Sure, but Apple seems to show little interest in pushing OS X for games and Linux might have the interest, but not the unity to offer a proper platform. Windows sorta wins by default, and I think they know that.
BTW - this isn't a reply to you specifically, but to the general sentiment that MS doesn't care about PC gamers or wins PC gaming by default.
MS while not itself publishing games for PC anymore, does go out of it's way to take developer requests, IHV requests and limitations, and then form a working compromise between what is desired and what is possible.
MS does far more for PC gaming than any other company in existence. They act as a crucial itermediary in balancing the needs of the developers with the realities of the IHVs.

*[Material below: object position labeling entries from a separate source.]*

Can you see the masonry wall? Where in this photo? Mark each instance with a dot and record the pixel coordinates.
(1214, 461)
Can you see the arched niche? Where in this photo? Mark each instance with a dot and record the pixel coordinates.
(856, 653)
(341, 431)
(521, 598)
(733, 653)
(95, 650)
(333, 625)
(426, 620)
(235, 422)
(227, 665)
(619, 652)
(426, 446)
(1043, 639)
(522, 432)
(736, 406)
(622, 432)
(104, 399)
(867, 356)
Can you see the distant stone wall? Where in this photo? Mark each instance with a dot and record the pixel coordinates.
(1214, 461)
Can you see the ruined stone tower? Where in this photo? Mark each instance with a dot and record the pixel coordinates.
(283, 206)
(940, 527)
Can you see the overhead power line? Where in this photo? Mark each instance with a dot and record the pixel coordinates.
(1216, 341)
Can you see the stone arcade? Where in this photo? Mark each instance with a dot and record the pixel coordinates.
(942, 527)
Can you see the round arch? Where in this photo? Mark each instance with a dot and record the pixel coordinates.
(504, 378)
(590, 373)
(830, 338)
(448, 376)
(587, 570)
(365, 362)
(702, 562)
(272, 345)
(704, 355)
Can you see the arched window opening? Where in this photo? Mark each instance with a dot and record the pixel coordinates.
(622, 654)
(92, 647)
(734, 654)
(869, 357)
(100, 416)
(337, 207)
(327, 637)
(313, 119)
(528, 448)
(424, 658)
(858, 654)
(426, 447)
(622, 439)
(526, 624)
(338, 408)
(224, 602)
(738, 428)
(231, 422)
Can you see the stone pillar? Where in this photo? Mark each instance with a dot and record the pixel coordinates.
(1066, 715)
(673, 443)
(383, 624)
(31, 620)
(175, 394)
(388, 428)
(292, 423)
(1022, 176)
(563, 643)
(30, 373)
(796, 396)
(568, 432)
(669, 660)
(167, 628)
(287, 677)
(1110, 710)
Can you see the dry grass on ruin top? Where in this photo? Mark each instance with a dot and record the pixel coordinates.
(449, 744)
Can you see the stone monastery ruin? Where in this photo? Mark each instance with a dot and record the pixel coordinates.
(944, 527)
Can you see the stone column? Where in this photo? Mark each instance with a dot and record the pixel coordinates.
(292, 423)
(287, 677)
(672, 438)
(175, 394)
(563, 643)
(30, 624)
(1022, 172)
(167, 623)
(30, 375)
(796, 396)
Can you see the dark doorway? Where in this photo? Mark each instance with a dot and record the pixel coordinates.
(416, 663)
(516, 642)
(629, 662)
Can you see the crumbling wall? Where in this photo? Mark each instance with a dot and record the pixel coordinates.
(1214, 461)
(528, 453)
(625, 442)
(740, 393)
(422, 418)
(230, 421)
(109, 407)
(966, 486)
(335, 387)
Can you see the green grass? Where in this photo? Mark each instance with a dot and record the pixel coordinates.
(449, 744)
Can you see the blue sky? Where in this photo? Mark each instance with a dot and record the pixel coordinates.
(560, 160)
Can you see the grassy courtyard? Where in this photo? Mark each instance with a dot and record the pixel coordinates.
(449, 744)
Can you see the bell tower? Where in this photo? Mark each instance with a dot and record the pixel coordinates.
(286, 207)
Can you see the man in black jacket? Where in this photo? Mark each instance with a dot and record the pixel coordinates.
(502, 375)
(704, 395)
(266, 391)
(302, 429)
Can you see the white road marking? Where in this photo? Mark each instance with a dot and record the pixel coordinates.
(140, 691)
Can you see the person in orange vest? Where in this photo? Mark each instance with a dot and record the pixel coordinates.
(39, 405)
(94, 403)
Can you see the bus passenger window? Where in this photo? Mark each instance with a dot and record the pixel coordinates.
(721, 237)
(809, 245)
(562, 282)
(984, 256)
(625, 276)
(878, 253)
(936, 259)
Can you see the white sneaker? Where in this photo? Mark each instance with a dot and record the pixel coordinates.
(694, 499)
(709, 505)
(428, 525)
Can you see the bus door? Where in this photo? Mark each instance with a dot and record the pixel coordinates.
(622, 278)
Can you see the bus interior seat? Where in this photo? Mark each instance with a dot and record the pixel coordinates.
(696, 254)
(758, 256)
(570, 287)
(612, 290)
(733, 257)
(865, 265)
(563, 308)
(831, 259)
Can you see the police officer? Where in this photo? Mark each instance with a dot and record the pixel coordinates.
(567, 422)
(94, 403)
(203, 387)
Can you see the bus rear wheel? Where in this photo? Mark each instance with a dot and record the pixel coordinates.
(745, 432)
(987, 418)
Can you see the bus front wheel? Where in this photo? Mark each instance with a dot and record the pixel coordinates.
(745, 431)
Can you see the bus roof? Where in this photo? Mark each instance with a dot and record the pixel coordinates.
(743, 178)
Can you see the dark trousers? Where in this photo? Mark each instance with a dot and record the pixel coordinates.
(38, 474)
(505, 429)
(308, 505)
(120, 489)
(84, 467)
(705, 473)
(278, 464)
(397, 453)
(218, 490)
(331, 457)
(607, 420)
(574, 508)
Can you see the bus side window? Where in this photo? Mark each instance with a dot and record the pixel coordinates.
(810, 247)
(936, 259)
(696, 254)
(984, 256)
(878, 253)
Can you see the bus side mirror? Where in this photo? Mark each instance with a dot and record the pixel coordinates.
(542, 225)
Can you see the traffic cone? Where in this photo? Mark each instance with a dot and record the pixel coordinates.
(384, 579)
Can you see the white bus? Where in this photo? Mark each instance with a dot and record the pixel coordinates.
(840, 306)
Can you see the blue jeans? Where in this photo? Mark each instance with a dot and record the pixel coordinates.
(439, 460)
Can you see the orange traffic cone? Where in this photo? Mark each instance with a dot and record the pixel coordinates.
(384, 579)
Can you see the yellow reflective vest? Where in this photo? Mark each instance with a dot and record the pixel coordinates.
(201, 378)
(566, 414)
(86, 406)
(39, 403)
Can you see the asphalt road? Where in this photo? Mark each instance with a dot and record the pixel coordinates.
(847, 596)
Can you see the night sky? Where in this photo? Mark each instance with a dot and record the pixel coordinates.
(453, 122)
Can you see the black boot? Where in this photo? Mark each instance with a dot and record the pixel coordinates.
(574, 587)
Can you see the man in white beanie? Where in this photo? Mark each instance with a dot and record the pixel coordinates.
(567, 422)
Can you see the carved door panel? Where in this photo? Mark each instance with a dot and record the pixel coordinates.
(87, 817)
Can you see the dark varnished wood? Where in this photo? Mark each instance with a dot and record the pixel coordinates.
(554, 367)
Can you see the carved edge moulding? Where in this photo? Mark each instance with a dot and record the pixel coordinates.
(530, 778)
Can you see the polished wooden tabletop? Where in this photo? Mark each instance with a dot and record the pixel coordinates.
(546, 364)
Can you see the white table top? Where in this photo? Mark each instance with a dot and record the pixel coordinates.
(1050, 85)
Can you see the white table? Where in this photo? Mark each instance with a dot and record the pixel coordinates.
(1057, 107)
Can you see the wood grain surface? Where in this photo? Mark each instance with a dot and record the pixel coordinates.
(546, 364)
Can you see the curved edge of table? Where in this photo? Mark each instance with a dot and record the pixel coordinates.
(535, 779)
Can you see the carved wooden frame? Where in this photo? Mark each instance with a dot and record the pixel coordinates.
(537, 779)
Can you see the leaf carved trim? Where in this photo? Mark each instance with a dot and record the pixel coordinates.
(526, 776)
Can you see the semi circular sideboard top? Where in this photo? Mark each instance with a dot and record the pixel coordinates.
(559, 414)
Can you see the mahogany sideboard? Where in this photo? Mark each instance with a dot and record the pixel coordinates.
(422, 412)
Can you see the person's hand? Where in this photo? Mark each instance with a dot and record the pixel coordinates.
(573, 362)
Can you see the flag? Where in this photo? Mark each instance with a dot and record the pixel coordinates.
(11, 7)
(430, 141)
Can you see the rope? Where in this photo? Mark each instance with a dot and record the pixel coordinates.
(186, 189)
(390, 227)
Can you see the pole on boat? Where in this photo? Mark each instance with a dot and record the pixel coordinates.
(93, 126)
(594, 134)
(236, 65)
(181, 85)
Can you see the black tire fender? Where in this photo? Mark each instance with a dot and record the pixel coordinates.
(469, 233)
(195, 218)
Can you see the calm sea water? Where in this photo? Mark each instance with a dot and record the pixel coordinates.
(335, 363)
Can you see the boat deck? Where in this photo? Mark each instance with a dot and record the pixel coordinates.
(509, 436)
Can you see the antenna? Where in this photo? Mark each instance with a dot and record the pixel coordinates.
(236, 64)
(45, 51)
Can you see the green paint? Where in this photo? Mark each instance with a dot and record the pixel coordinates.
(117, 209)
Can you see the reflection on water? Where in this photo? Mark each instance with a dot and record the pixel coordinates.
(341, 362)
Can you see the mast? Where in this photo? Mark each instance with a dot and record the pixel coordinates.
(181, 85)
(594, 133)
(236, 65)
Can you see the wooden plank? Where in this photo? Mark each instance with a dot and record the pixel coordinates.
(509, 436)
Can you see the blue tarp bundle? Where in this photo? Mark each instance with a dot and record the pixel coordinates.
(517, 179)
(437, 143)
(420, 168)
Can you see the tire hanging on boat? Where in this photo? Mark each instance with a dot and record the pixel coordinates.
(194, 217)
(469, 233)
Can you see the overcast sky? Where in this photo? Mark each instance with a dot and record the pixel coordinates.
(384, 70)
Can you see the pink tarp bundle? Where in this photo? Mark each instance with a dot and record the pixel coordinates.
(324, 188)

And then to top it off, they actually manage to make any of a few hundred thousand different hardware configurations work out of the box with virtually any game released. All the while providing for mostly standardized installation procedures for games negating the need for developer's having to provide extensive instructions on how to even install a game as they had to to for quite a while.
It's still not quite as plug and play as a console but it's pretty close. Which is amazing when you consider a console is a closed infrastructure while a PC has to deal with numerous possible hardware configurations. Numerous memory architectures, random CPU speeds, random memory speeds, random memory amoounts, random core counts, etc...
The day I see MS abandon updating DirectX and most especially Direct3D, is the day I think MS no longer cares about PC gamers. MS invests a ton of time and money in making sure gaming continues to advance on PC and that the user experience continues to get more painless. Dx10 with enforced features for example. Dx11 with the ability to write to one Dx level and have it work with multiple Dx levels as another example.
And considering MS doesn't get royalties from all games released on PC means they are basically doing all this for free.